Giulia Gasparini, country leader di Aws Italia
Gli effetti dell’adozione dell’AI
Tra le aziende utenti di AI, quelle che lanciano nuovi prodotti o servizi basati sull'intelligenza artificiale sono il 34%, quota in discesa dal 40% del 2025. Guardando al bicchiere mezzo pieno, va detto che comunque la maggior parte delle aziende sta ottenendo buoni risultati con l’AI, sebbene questa tecnologia sia ancora sottoutilizzata.
Per il 66% degli intervistati, l’adozione degli strumenti di AI ha portato aumenti di produttività. Inoltre nel 72% delle imprese utenti di intelligenza artificiale c’è stata negli ultimi due anni un’accelerazione dei tempi di innovazione, percentuale che sale all’88% tra le startup. Il 62% degli intervistati considera l’adozione dell’AI una “massima o alta priorità” e per il 58% questa tecnologia ha un ruolo importante o critico all’interno della strategia aziendale.
“L'intelligenza artificiale non è più una promessa: è la leva che sta ridefinendo il futuro delle imprese italiane”, ha osservato Gasparini. “Ma il potenziale è ancora largamente inespresso, e il momento di agire è adesso. In Aws crediamo che ogni azienda, dalla startup all'enterprise, meriti gli strumenti per trasformare l'ambizione in innovazione concreta. Investire in AI oggi significa costruire non solo imprese più competitive, ma un Paese più forte”.
In occasione del summit appena svoltosi a Milano, Amazon Web Services ha raccontato alcuni progetti di clienti italiani, imprese private e pubbliche. L’Agenzia Regionale per la Protezione Ambientale (Arpa) della Sardegna sta modernizzando la gestione delle informazioni ambientali con un data lake basato su Aws che elabora milioni di dati in tempo reale e permette il monitoraggio della qualità dell’aria, dell’acqua e del suolo. La società informatica Vection Technologies usa l’AI per migliorare la comunicazione con le persone sorde e ipoudenti: le soluzioni Aws utilizzate sono Lambda, Step Functions, SageMaker, Bedrock e Textract.

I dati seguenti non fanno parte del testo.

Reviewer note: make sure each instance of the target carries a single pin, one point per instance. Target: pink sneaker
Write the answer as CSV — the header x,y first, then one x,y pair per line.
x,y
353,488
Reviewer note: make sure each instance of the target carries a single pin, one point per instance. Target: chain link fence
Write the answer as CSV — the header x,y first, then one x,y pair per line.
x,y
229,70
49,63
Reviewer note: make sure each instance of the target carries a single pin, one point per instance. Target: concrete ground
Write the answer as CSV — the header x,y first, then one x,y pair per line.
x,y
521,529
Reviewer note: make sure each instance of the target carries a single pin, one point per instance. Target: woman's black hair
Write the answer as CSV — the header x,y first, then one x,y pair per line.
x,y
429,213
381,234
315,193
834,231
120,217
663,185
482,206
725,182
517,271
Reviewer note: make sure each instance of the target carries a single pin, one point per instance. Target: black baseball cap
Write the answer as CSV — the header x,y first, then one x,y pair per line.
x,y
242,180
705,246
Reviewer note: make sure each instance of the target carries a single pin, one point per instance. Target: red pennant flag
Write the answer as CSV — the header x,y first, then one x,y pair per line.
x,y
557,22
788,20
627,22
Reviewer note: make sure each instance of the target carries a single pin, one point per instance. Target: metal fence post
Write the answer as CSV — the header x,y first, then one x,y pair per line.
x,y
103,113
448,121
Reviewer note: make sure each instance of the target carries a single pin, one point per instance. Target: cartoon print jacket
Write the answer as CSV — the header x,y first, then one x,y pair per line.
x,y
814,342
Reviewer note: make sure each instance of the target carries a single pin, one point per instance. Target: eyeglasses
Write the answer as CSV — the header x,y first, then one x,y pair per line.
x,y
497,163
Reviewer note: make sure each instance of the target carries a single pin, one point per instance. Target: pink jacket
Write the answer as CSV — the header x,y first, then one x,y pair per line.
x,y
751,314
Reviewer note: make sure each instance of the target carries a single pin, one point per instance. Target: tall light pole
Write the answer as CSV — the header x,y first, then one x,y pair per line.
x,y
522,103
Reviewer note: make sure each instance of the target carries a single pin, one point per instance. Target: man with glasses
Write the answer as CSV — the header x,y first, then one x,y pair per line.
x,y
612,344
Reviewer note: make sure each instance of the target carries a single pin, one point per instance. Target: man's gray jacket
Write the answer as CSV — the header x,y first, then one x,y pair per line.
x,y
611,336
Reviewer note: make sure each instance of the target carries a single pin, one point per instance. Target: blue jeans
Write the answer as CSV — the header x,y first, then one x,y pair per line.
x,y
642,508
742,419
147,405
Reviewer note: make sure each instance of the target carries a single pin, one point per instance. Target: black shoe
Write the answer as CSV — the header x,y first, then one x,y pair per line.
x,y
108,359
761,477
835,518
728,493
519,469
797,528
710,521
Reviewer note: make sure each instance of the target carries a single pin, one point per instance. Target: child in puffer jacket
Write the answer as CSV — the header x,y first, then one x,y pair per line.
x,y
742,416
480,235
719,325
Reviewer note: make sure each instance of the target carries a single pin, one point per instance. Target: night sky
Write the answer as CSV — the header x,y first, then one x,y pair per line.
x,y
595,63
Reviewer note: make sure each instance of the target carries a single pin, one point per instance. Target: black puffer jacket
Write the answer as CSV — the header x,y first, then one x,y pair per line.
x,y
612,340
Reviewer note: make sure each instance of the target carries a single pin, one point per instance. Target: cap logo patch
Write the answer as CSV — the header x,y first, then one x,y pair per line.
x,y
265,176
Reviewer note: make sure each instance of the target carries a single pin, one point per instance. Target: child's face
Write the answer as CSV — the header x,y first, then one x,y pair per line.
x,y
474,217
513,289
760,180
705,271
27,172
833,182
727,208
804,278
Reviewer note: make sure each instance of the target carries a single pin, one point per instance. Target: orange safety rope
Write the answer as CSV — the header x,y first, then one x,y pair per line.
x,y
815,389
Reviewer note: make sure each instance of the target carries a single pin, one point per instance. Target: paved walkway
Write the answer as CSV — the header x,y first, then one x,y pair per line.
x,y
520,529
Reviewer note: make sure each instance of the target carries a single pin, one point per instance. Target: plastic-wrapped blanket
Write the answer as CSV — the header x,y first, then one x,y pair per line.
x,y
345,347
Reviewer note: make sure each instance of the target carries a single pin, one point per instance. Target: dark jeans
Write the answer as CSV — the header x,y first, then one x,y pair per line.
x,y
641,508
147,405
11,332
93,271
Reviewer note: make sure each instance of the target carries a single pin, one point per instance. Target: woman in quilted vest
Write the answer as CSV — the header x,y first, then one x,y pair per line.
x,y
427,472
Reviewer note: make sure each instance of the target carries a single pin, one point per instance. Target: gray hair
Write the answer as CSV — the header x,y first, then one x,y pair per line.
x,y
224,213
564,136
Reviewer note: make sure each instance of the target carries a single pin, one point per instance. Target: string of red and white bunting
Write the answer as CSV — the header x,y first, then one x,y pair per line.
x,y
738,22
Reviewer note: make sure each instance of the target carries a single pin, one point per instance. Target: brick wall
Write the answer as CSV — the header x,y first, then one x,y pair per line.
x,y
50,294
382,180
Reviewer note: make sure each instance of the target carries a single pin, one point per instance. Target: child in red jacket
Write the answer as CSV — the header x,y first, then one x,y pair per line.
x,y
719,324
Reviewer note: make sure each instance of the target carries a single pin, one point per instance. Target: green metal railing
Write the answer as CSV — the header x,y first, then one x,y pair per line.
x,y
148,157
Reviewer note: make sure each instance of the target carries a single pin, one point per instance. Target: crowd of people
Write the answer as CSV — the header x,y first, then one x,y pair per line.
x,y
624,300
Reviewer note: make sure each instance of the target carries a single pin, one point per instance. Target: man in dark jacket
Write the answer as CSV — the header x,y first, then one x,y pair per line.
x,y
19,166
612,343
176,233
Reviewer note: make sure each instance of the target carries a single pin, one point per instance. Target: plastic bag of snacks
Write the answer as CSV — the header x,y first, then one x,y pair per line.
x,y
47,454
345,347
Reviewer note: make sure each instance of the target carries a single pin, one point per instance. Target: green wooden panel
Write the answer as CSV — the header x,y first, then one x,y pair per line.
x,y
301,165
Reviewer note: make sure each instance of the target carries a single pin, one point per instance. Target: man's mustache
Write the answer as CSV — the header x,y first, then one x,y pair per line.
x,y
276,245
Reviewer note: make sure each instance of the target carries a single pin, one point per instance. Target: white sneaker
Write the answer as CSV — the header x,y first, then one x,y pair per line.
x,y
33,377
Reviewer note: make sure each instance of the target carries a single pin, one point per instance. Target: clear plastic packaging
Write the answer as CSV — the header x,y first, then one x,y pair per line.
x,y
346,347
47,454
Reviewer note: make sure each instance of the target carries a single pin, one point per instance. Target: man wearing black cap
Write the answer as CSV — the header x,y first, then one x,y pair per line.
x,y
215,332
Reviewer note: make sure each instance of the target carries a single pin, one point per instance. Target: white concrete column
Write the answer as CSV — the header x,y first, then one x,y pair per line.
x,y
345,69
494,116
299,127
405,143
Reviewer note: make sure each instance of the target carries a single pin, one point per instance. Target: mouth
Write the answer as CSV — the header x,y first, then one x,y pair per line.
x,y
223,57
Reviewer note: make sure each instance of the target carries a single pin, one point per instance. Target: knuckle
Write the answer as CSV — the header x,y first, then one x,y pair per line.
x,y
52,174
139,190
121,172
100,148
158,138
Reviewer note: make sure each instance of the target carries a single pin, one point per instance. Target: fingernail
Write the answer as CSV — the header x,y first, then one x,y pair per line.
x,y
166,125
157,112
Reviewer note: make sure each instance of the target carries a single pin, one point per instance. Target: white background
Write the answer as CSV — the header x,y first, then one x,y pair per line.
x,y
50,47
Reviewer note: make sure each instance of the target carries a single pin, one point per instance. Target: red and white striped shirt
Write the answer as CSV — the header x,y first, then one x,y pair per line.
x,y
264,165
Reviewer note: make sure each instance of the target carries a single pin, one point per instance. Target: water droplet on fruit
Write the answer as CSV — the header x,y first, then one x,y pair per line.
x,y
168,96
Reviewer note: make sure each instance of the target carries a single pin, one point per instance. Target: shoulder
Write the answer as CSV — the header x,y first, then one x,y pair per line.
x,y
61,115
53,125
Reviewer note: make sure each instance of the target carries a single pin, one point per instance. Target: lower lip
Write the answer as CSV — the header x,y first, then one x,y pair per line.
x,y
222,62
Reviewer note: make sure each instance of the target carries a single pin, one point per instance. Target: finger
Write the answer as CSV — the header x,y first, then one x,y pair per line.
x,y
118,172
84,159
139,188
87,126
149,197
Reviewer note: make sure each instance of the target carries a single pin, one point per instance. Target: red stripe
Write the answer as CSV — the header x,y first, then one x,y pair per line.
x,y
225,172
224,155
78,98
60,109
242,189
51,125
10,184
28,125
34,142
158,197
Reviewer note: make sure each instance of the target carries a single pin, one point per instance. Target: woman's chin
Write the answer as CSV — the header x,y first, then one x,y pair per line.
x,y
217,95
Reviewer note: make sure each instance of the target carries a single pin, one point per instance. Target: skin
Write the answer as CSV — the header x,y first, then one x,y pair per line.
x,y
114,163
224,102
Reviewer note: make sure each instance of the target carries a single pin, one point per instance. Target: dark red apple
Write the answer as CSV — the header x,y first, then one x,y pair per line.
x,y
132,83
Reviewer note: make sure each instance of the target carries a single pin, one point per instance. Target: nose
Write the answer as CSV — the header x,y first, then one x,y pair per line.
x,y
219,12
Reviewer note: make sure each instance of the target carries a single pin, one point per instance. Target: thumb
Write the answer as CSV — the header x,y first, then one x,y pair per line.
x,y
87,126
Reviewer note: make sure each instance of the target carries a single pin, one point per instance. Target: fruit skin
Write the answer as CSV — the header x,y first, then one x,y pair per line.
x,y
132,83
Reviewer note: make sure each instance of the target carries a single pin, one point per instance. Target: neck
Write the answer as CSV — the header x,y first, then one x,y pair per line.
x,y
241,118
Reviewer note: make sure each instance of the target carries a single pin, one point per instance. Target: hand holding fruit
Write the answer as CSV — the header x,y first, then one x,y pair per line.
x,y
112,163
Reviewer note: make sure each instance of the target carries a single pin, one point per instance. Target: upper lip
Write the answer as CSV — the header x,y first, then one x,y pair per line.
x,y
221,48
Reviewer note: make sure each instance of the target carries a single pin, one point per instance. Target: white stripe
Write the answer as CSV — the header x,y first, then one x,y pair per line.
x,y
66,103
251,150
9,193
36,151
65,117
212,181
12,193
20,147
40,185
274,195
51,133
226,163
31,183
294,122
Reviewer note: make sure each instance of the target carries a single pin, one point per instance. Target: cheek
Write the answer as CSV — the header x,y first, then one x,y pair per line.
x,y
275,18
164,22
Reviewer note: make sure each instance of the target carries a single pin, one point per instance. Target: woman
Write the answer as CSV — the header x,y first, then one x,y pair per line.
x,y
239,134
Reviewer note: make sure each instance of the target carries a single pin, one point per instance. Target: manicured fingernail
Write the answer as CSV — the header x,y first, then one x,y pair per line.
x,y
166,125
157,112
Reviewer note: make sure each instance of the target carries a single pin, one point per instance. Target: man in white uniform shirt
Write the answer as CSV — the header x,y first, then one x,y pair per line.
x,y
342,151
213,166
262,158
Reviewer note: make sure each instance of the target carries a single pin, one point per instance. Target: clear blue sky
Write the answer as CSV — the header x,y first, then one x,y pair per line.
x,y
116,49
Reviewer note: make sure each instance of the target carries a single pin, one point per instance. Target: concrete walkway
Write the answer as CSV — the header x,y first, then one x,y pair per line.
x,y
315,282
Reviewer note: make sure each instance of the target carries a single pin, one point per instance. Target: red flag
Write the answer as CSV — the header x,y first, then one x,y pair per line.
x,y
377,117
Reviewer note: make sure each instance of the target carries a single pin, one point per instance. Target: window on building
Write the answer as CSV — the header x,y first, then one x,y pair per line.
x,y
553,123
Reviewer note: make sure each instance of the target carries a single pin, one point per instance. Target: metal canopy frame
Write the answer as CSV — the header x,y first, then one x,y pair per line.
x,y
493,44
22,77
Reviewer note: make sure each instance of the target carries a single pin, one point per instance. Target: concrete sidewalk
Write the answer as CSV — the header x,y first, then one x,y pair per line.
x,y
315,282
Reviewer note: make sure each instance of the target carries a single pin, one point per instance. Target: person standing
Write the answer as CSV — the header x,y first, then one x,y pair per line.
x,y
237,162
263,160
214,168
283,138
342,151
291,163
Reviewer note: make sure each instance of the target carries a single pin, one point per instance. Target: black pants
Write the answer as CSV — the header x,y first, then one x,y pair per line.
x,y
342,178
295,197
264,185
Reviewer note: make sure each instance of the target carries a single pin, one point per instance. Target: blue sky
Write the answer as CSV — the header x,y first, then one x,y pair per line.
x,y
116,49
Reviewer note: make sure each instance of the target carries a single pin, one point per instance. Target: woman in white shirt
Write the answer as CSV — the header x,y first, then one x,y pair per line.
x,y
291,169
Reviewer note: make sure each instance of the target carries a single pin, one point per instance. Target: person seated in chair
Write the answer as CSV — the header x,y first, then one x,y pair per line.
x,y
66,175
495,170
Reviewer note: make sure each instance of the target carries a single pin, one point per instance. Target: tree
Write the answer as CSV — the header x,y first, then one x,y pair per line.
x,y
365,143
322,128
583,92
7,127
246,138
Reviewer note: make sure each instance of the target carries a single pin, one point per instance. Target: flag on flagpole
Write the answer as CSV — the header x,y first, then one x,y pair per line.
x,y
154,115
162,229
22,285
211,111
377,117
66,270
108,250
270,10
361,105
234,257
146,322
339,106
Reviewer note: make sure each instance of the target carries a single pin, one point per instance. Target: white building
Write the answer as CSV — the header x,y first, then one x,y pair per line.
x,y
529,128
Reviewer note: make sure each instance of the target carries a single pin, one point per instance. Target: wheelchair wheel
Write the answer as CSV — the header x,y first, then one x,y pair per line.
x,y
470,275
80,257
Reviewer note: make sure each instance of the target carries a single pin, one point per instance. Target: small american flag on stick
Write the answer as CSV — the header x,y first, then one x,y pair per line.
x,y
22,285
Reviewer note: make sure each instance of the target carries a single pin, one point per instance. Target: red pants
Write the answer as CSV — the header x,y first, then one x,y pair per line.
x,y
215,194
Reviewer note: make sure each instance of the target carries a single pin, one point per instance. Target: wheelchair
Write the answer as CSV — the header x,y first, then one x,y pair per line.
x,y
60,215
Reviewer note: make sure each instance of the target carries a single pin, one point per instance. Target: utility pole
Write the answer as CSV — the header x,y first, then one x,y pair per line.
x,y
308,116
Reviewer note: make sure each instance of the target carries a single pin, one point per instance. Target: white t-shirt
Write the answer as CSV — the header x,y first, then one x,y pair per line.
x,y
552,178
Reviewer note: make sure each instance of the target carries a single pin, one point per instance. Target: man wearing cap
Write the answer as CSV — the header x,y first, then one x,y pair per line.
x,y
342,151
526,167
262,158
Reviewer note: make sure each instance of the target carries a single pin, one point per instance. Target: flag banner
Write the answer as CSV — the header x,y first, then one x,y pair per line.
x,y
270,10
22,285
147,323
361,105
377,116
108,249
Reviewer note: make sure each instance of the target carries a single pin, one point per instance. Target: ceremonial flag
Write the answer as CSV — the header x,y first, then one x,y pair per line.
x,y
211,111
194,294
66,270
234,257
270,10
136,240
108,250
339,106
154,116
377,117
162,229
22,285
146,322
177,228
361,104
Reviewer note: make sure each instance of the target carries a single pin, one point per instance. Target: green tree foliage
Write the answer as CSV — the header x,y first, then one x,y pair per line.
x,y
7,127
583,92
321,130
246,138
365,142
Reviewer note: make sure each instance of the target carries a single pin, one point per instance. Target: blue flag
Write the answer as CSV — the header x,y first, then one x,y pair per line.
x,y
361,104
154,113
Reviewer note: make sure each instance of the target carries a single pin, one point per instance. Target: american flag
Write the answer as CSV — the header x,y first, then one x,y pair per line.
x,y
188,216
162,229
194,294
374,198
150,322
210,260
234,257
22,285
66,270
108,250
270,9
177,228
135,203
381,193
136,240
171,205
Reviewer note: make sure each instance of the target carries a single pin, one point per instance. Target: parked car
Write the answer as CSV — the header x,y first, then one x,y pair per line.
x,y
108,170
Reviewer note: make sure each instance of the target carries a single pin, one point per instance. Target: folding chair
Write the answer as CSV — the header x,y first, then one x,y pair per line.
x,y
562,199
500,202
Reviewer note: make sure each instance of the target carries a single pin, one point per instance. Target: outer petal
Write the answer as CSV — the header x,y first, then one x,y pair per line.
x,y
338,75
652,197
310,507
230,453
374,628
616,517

Nell’ambito dei trasporti, un caso di successo è quello di Aeroporti di Roma, che con Amazon Web Services e Storm Reply ha realizzato un assistente digitale per i passeggeri e una piattaforma IoT per la manutenzione degli scali. Latitudo40, azienda napoletana di servizi satellitari, utilizza l’AI per trasformare il suo grande patrimonio di dati in informazioni utili per città e imprese, mentre Satispay con l’intelligenza artificiale di Aws ha reso sicuri e scalabili milioni di pagamenti digitali.